I found that during those first few weeks of returning to training the bike was one of the best choices because it was so low impact. With great structure (and a good pair of cycling shorts) you could really begin to push yourself without risking any physical injury specifically to your pelvic floor. While it was great to get back to training it was very different, here are a few things I learned during those first few weeks of getting back into training after having my first baby.
Photo Credit @ Justin Luau
Get Back to Training After Having a Baby with These Tips
1. Be patient with yourself
This patience with yourself comes in more forms than just understanding that your body just went through a huge form of trauma and needs time to get back into the swing of things. It really comes from knowing that your schedule at that time frame may be a bit messy and on top of that you may feel some pretty serious guilt for taking the time to do so. No longer do you only have to worry about yourself but that 30-60 minutes you set aside for yourself may get totally sideways when your baby starts crying, needed food before you thought they would, or just wants all the snuggles.

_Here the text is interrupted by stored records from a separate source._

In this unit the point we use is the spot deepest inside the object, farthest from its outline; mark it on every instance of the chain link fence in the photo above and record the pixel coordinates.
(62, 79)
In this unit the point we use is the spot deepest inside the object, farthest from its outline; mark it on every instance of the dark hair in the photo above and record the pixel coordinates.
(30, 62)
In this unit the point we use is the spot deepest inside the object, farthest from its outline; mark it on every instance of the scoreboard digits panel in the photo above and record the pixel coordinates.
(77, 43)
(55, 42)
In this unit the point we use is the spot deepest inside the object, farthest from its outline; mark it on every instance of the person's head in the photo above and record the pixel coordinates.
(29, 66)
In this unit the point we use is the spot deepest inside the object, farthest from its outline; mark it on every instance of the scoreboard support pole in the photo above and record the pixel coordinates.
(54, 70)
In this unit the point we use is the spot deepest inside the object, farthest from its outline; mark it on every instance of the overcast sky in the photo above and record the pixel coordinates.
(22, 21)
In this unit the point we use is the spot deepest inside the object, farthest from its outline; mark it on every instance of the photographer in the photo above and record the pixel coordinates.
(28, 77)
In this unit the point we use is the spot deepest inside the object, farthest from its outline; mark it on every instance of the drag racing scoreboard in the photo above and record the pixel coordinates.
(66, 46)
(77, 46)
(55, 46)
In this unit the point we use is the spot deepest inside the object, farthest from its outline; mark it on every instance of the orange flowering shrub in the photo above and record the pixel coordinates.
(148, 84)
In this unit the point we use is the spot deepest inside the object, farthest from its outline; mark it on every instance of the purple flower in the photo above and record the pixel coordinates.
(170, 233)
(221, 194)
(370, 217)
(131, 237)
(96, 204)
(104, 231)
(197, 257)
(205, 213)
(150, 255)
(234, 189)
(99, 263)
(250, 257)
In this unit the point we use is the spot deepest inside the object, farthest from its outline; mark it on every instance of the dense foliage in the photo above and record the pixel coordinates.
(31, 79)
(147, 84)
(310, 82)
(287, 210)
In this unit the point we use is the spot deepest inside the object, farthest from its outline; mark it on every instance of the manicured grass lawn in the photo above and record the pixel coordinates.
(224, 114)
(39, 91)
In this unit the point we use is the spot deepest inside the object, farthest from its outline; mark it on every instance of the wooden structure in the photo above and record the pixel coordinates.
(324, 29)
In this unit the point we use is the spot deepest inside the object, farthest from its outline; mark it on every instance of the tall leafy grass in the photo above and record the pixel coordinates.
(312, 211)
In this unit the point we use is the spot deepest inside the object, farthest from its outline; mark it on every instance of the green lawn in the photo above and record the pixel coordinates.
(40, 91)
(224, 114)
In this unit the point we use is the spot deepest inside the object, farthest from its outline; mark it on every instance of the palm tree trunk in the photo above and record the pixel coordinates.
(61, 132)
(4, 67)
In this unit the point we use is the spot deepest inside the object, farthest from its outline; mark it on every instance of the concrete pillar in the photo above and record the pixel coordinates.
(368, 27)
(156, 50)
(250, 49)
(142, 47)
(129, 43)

You also have to be patient with yourself and have a little bit of grace for the fact that your body just went through a huge trauma and did something while amazing took a toll on your body. It needs the time to get back into the swing of things. Start slow, start simple, and start easy focus more on form and function than going out there and pushing the limit.
2. Don’t give up
It gets easier. Your body is very resilient, and it is very amazing. It will bounce back and most likely it will bounce back faster than you think it will. Give it some time and don’t get frustrated when it isn’t perfect to start with. The more you keep showing up and keep coming back to it the sooner it will feel as though you are more yourself.
Photo Credit @ Justin Luau
3. Take the time to do it
At the beginning, and in reality it seems like forever moving forward, there is often a large amount of guilt surrounding the act of taking time for yourself to do something that seems so selfish such as getting some exercise or getting your bike workout done. You have to remember that not only is the exercise good for your physical health it is really good for your mental and emotional self as well. In order for you to be the best version of yourself for your little one you have to take care of yourself too and if that means you need time to get your bike workout done then it is important; you will be more attentive, more present, and in a better state of mind and that means you will be better for your little one. So take the time, do the workout and then when you are done give everything you’ve got to your little one!